12-18 February 2016 #795

Crimson Peak

A film absolutely worth watching, mainly for the unbelievable sets, costumes, and the performances
Sophia Pande

At the beginning of this millennium, three extraordinarily different, very talented film-makers from Mexico made quite an impact in Hollywood. Alejandro González Iñárritu blew everyone away with his visceral, brilliant, frankly hard to watch Amores Perros, featuring dogfighting among other crazy things in 2000, followed by Alfonso Cuarón’s raw, tender coming of age Y Tu Mamá También in 2001, and Guillermo del Toro’s subtle, excellent horror flick, The Devil’s Backbone, the same year.

Today, these three directors are some of the biggest players in the mainstream film industry, with Iñárritu winning an Oscar for Birdman last year and up again this year with a nomination for the Leonardo DiCaprio vehicle The Revenant. Cuarón made an incredible impact with Gravity, for which he won the Best Director Oscar in 2013. But my favourite of the three is del Toro, whose critical best, in my humble opinion, has been Pan’s Labyrinth (2006) but who continues to make over-the-top films in the horror, fantasy, and sci-fi genres with a verve and glee that makes each film a brim-full of fun. A case in point being Hellboy (2004), and the most recent extravaganza Pacific Rim (2013) – which was patchy but jaw-droppingly riveting.

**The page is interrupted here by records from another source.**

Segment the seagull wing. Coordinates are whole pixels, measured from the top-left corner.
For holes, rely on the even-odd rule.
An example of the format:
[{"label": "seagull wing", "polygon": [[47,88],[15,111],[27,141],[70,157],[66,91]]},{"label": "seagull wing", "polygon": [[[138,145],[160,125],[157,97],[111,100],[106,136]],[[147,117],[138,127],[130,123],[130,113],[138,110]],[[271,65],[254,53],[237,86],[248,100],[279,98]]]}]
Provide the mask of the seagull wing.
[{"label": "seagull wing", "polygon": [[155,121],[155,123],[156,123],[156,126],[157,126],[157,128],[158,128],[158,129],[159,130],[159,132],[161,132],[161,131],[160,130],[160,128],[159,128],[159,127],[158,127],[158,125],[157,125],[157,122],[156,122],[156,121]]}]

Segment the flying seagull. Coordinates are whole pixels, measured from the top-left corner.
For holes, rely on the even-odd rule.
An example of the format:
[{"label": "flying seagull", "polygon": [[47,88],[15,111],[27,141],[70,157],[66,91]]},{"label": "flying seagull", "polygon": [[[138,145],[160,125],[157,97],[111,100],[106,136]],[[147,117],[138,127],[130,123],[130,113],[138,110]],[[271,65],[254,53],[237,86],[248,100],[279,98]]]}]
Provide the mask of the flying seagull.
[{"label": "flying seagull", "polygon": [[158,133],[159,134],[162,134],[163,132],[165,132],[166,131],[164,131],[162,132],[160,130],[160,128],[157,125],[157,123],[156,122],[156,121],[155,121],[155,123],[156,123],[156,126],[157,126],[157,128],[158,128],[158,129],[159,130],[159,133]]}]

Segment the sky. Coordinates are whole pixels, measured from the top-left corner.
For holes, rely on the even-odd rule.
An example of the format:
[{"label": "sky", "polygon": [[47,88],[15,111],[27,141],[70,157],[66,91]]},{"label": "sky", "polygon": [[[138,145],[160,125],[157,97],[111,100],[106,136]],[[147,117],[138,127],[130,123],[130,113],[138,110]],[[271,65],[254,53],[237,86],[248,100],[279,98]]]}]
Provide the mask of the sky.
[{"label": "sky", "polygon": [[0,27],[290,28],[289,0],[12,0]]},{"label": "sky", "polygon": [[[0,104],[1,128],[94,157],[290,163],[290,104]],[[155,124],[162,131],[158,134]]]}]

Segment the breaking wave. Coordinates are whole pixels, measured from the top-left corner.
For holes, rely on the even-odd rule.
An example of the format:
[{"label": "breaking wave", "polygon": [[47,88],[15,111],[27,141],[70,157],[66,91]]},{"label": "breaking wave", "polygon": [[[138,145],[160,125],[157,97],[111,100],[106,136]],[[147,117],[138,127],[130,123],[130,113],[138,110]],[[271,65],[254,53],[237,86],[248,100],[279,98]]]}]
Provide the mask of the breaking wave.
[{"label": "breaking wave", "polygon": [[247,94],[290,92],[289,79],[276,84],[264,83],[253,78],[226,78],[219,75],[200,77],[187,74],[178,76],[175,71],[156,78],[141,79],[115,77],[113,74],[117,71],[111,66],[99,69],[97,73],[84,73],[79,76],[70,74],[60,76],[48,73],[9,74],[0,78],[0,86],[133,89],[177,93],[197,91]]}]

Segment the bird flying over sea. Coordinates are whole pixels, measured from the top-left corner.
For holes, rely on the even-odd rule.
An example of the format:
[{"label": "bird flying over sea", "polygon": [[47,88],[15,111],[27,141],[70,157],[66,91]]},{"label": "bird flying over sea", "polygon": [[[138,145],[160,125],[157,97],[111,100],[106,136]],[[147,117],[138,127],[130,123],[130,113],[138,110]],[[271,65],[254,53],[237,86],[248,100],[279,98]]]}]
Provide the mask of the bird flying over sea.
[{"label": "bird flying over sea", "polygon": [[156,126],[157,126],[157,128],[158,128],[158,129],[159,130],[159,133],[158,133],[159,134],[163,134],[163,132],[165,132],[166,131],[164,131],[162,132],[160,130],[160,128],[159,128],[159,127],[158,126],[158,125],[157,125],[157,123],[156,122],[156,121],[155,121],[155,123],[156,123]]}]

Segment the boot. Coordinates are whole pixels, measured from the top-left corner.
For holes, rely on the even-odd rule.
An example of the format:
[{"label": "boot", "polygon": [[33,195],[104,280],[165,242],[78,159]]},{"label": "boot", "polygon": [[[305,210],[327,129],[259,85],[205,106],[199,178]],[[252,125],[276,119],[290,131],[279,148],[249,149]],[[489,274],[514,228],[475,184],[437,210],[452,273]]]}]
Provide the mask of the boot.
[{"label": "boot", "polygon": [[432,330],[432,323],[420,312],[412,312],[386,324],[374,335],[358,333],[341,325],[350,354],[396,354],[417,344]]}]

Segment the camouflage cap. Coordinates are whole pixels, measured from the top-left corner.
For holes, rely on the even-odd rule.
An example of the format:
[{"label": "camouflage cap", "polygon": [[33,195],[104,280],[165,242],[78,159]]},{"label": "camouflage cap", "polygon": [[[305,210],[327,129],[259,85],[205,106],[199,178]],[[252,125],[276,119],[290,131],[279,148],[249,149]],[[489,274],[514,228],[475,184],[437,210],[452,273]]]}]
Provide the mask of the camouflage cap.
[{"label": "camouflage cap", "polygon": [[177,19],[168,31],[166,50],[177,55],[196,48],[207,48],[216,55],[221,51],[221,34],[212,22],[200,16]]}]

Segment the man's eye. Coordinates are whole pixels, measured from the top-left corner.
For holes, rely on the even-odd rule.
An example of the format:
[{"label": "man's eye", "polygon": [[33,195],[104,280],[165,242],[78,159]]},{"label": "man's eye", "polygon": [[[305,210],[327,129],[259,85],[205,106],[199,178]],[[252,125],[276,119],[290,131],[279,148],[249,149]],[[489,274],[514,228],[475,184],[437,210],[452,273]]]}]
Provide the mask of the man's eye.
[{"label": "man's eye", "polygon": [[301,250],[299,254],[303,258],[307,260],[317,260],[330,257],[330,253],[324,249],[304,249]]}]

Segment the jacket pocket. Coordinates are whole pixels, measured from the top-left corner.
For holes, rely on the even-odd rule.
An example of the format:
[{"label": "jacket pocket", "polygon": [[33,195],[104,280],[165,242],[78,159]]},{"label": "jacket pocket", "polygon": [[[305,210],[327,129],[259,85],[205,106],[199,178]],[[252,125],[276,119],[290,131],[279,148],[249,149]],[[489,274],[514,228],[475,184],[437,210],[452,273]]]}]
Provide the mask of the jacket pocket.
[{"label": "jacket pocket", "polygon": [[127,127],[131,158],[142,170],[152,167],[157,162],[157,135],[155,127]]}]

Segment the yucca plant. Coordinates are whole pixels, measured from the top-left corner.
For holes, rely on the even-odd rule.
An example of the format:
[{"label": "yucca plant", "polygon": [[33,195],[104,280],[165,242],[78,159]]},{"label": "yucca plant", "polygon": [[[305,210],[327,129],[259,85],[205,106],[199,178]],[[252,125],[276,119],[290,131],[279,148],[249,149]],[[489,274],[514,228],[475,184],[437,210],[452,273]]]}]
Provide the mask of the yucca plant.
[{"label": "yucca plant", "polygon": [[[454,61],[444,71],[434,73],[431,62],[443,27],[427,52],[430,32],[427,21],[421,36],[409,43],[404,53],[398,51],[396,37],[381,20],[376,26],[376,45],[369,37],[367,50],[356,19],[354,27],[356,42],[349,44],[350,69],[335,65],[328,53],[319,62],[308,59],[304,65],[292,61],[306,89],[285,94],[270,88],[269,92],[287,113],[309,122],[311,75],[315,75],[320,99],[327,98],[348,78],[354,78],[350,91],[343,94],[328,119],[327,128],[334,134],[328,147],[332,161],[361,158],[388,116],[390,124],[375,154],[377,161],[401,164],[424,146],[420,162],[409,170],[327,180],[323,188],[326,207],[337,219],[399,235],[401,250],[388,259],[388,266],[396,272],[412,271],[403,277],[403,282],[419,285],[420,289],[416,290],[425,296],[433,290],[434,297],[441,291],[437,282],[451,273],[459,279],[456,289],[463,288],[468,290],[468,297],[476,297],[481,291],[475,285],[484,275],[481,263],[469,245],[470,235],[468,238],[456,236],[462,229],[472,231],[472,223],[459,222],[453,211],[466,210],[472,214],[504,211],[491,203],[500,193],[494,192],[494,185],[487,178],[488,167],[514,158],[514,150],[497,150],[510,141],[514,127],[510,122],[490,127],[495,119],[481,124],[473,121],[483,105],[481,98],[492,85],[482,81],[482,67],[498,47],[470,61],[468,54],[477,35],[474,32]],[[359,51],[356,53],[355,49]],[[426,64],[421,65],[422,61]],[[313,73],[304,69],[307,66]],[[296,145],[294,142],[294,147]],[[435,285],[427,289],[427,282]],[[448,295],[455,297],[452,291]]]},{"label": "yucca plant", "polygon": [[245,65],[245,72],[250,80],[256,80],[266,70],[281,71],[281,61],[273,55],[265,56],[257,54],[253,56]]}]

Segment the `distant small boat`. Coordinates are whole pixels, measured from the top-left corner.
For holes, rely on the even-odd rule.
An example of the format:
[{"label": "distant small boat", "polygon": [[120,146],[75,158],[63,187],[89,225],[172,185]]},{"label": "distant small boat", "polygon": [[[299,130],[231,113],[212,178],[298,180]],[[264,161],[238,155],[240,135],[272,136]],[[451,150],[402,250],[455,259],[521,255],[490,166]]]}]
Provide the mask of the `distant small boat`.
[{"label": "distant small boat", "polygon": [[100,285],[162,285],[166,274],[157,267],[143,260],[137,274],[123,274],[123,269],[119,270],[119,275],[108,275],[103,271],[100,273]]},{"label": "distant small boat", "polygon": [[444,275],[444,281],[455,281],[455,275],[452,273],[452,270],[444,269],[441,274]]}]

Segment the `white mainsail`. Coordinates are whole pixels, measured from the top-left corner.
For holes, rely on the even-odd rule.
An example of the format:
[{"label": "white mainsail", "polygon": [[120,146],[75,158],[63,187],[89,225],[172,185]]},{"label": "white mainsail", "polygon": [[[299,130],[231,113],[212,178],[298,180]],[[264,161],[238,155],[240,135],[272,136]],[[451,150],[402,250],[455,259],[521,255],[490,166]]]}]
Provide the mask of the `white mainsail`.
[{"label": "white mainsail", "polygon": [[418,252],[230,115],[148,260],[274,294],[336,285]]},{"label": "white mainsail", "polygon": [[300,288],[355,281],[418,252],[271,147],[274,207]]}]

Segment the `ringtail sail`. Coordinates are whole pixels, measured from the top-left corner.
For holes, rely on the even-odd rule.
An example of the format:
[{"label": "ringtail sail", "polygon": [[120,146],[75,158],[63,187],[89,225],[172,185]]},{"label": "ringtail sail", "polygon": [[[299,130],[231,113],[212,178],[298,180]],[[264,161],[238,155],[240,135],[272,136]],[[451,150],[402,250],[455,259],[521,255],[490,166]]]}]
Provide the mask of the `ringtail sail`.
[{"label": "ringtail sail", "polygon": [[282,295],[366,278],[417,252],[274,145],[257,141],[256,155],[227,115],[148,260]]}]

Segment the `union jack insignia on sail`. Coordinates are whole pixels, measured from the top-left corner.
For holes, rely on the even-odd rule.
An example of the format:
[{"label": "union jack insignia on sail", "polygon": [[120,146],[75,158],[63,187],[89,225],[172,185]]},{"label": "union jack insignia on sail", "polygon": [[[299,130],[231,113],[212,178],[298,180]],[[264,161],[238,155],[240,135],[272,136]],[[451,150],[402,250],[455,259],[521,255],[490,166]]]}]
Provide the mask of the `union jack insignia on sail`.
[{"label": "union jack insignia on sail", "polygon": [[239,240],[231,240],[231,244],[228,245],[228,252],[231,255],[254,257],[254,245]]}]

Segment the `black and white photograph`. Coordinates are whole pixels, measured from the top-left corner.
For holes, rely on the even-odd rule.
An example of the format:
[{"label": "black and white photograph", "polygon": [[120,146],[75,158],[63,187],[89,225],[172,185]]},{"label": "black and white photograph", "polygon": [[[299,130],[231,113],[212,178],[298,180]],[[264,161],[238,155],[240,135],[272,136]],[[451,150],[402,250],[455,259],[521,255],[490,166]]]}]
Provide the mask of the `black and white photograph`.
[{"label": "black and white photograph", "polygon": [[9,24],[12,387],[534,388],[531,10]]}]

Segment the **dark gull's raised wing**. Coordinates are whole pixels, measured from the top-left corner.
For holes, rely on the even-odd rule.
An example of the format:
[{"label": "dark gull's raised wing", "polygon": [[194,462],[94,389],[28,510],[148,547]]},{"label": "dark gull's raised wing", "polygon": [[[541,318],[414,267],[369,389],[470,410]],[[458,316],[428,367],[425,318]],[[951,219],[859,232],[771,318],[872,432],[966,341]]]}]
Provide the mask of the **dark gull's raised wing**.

Crimson Peak, a gothic horror romance, is del Toro’s latest endeavour. While it is entirely predictable, it is absolutely worth watching, mainly for the unbelievable sets, costumes, and the performances of Mia Wasikowska as the naïve but plucky Edith Cushing, supported by the wonderful Tom Hiddleston and Jessica Chastain as two scheming but charming English aristocrats, Sir Thomas and Lady Lucille Sharp.

Set in the 19th Century, Crimson Peak follows all of the tropes of the classic gothic horror film – a little bit too much by the book unfortunately to be truly interesting – in a script co-written by del Toro. Fortunately, the machinations by the Sharps are so deliciously devious: Edith is clever enough not to elicit disgust on the part of the viewer (a sentiment all too frequent in horror movies) and Hiddleston’s charm, as the troubled handsome Sir Thomas, is such that one is compelled to keep watching.

By the time we shift locations from America (Edith is the daughter of a wealthy self-made business man there) to the remote Allerdale Hall in England, the setting of quite the scene of horrors, the atmosphere is thick with foreboding. There are secrets in every corner, and although we can guess most of them, some will still shock even the most sanguine of viewers.